Networking Tips for the Lazy

Networking Tips For The Lazy


It’s not what you know it’s who you know. But very few people feel comfortable talking to strangers. In fact I remember mom and dad telling me something about strangers…not to talk to them.

But over time, that tune changes. In business we are told to schmooze to network. But do you find networking at an event or conference terribly uncomfortable?

That because networking is too much work.

If you are like me, you try to find the easiest way from point A to point B. The common term for this is “lazy.”

So what if you, like me, are lazy? Can the lazy excel at networking? I believe they can.

I’m going to share with you three lazy networking tools that, if used, will take you from a networking nobody to a networking All Star. So get your pens out or print this page out and keep it in your back pocket.

1. The Texas Two Step

This is a simple formula you can use to start and maintain a conversation with anyone. The beauty of this formula is that you don’t have to have anything in common or anything to say to these people for it to work. And using this tool, you can literally maintain a conversation forever. here is how it works.

Step one: Ask an open ended question. “open ended” means it doesn’t have a yes or no answer.

(try “what brings you out to this lovely event?”)

Step Two: Make a statement about what the person said.

(“oh, you are a board member, I’ve never been on a board.)

Start over: Ask another open ended question. It can be random or a follow up question.

(What made you decide to join the board?)

Then make a statement about what the person said

Rinse and repeat. Don’t worry after doing this with a couple people, you will see how easy it is.

2. Mirroring

The next tool is built on a simple premise. We like ourselves. We like people who look like us, sound like us, and act like us. What you are going to do is copy their movement, their posture, the tone and volume of their voice. But start by copying their stance.
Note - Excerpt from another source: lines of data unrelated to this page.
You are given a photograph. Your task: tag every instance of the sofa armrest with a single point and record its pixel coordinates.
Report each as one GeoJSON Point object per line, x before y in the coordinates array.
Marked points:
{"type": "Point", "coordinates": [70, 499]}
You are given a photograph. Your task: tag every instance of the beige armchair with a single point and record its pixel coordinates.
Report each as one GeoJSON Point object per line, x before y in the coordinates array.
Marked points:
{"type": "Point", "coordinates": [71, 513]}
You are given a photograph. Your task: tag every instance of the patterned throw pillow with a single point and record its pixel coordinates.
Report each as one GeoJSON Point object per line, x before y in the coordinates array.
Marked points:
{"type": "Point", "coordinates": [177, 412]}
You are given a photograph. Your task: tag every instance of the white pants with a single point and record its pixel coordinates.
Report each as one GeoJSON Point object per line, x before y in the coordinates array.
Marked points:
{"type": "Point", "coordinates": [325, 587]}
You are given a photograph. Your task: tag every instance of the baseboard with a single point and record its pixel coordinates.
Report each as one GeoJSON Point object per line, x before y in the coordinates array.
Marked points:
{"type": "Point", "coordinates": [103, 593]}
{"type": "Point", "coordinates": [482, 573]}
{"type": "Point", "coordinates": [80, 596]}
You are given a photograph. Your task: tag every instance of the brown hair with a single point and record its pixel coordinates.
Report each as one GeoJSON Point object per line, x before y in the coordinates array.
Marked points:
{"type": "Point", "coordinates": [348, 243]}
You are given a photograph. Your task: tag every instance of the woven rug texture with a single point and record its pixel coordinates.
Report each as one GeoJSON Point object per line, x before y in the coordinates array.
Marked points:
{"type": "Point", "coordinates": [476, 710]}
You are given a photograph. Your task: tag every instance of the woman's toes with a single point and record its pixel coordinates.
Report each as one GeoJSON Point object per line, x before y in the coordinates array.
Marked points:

if you are talking to someone who has their arms folded, fold your arms. If they put their hands in their pockets, put your hands in your pockets. Be their mirror.

But Matt, it’s going to be obvious that I’m mirroring this person. Here is the kicker, nobody ever realizes you are doing it. Go back and try this with people at work. You’ll be amazed. You’ll notice that we naturally mirror people we have a good rapport with. So, by mirroring, you are artificially making people feel like they have a good  rapport with you.

3. Gifting

One of the seven habits of highly effective people is “think with the end in mind.” So as soon as you start talking to someone, you need to start thinking about how you are going to get away from that person. That’s where gifting comes in.  Ask yourself, “What can you give this person that they would find valuable?” It can be an article, a book, an introduction to someone you know, a baseball cap, whatever.

This is how you are going to end your conversation. Explain why you must leave, then promise them a gift asking for thier contact information.

(“I see some other people I need to talk to. But if you have your contact information, I’ll send you a great article I read about serving on a board. “)

When you get back to the office, Google yourself up a nice article about being on a board and send it to your new contact.

(“Here is that article I told you about!”)

Be sure to send your gift. By sending the gift, you are showing that you keep your promises. Making and keeping promises is very important in the world of relationships.

By using the Texas Two Step, Mirroring, and Gifting, your next networking event will be so easy that you will swear you are cheating. And don’t worry, you are cheating!


  1. Hello Matt, the mirror is very old, and yup people don’t notice…

  2. I am not a marketer but a new small business owner, and am still very new to networking events. I found this article to be one of the most actionable and helpful articles on the subject I have read. Thank you, I can’t wait to try these techniques out!

  3. Joseph Kamara says

    “it is not what you know it’s who you know.” I strongly agree with this statement! Also the steps in having people know you or knowing people is fantastic.

    What I noticed is that one must possess the ability to talk and to persuade others. Now, for the issue of the gift, I don’t know how effective will strategy turn out for most people in Africa. Here, a board member may favor telling you about how board functions than receiving article on such matter from you. Must people here are interested in showing off what they know, but are less willing to appear as learning from you. This goes with teachers, doctors, technicians, etc.